A jury has dropped negligence charges against the captain of a Russian nuclear submarine in which 20 people died when a fire suppressant system was accidentally set off three years ago.
Seventeen of the dead were civilians, killed when fire-suppressant freon gas was released on the Nerpa attack submarine during sea trials in the Sea of Japan in November 2008.
Another 21 people were injured, in Russia's worst naval accident since the sinking of the Kursk nuclear submarine in 2000.
The Nerpa's captain, Dmitry Lavrentyev, and engineer Dmitry Grobov, who allegedly set off the sub's fire safety system "without authorization and for no reason," have been charged with professional negligence resulting in death or injury.
The jury at a naval court in the far eastern port city of Vladivostok acquitted the two men on Friday.
Naval prosecutors said they would appeal the decision.
"The jury did not acknowledge the fact of the release of the fire-suppressant mixture," a Pacific Fleet prosecutor said. "This is strange because this did happen."
The Nerpa was undergoing shakedown trials and had 208 people aboard, nearly three times its normal complement.

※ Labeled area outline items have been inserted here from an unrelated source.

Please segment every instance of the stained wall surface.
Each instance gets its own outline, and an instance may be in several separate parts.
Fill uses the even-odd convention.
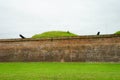
[[[0,40],[0,62],[120,62],[120,35]]]

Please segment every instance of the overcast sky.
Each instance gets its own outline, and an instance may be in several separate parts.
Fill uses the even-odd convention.
[[[120,0],[0,0],[0,39],[51,30],[112,34],[120,30]]]

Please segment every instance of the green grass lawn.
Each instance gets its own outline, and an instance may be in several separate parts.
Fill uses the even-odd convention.
[[[64,32],[64,31],[48,31],[44,32],[42,34],[36,34],[32,36],[32,38],[59,38],[59,37],[71,37],[71,36],[77,36],[76,34],[73,34],[71,32]]]
[[[120,80],[120,63],[0,63],[0,80]]]

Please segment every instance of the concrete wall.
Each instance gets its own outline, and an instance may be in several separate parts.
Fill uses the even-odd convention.
[[[0,62],[120,62],[120,35],[0,40]]]

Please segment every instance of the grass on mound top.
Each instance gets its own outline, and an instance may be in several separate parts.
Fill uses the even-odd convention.
[[[48,31],[44,32],[42,34],[36,34],[32,36],[32,38],[58,38],[58,37],[71,37],[71,36],[77,36],[76,34],[73,34],[69,31]]]

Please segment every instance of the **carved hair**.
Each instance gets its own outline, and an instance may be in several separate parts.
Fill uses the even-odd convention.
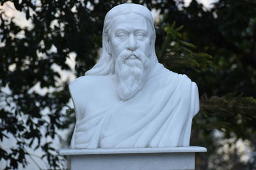
[[[106,75],[113,74],[115,71],[115,61],[111,55],[108,53],[106,39],[104,34],[108,33],[111,28],[112,20],[120,15],[127,15],[134,13],[144,17],[147,23],[150,27],[152,44],[150,57],[150,62],[158,62],[155,52],[156,30],[154,26],[154,20],[150,11],[143,5],[136,4],[122,4],[115,6],[109,10],[105,17],[102,32],[102,52],[97,63],[85,73],[86,75]]]

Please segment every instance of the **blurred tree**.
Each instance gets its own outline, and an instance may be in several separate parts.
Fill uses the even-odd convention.
[[[68,80],[60,81],[54,67],[70,70],[66,60],[74,53],[77,76],[91,68],[106,12],[127,1],[8,1],[32,25],[17,25],[0,9],[0,142],[12,136],[16,140],[10,149],[0,146],[0,160],[6,160],[6,169],[25,167],[33,157],[30,148],[44,152],[48,169],[63,169],[51,141],[60,137],[57,129],[69,127],[74,112],[63,111]],[[205,9],[195,0],[187,7],[182,1],[132,1],[159,10],[159,61],[198,84],[201,110],[191,144],[209,150],[198,155],[198,169],[255,169],[255,154],[244,162],[236,150],[220,150],[223,141],[231,140],[232,147],[239,139],[253,151],[256,147],[256,2],[220,0]]]

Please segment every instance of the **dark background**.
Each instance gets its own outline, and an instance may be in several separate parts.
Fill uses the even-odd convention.
[[[33,157],[30,150],[40,150],[49,169],[61,169],[65,160],[51,140],[42,139],[68,141],[56,131],[71,132],[75,120],[68,105],[70,80],[60,83],[52,66],[70,70],[66,60],[75,53],[76,76],[83,76],[99,55],[105,15],[127,1],[0,3],[8,1],[26,13],[32,27],[17,25],[0,8],[0,160],[5,169],[26,169]],[[211,8],[195,0],[188,6],[182,1],[131,1],[159,10],[159,62],[198,86],[200,111],[191,145],[208,152],[197,155],[196,169],[256,169],[256,1],[220,0]],[[36,84],[51,90],[32,90]],[[10,136],[15,145],[3,148]]]

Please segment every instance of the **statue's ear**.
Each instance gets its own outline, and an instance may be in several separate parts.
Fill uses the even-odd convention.
[[[105,46],[106,50],[109,55],[111,55],[111,50],[110,49],[110,42],[109,42],[109,38],[106,32],[104,34],[104,39],[105,39]]]

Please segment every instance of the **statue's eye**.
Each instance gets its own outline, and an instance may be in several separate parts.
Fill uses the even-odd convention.
[[[139,40],[143,40],[145,37],[145,34],[143,33],[141,33],[141,32],[138,33],[136,35],[136,36],[137,39],[139,39]]]

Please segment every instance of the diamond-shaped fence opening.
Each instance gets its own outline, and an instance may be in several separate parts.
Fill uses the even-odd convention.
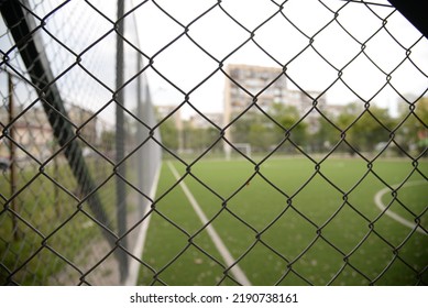
[[[427,285],[428,41],[387,1],[0,11],[2,285]]]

A former senior medical officer with the Pacific Fleet alleged in May the Nerpa's firefighting system contained a "lethal" mixture of freon and trichloroethylene - a commonly used industrial solvent which is highly toxic and corrosive - rather than pure freon.
Workers at the Amur Shipyard, where the submarine was built, said in an open letter in the same month that Lavrentyev and Grobov were "scapegoats" and that the disaster was the result of "corruption and disintegration of the military-industrial sector."
The Nerpa is due to be leased to the Indian navy in November.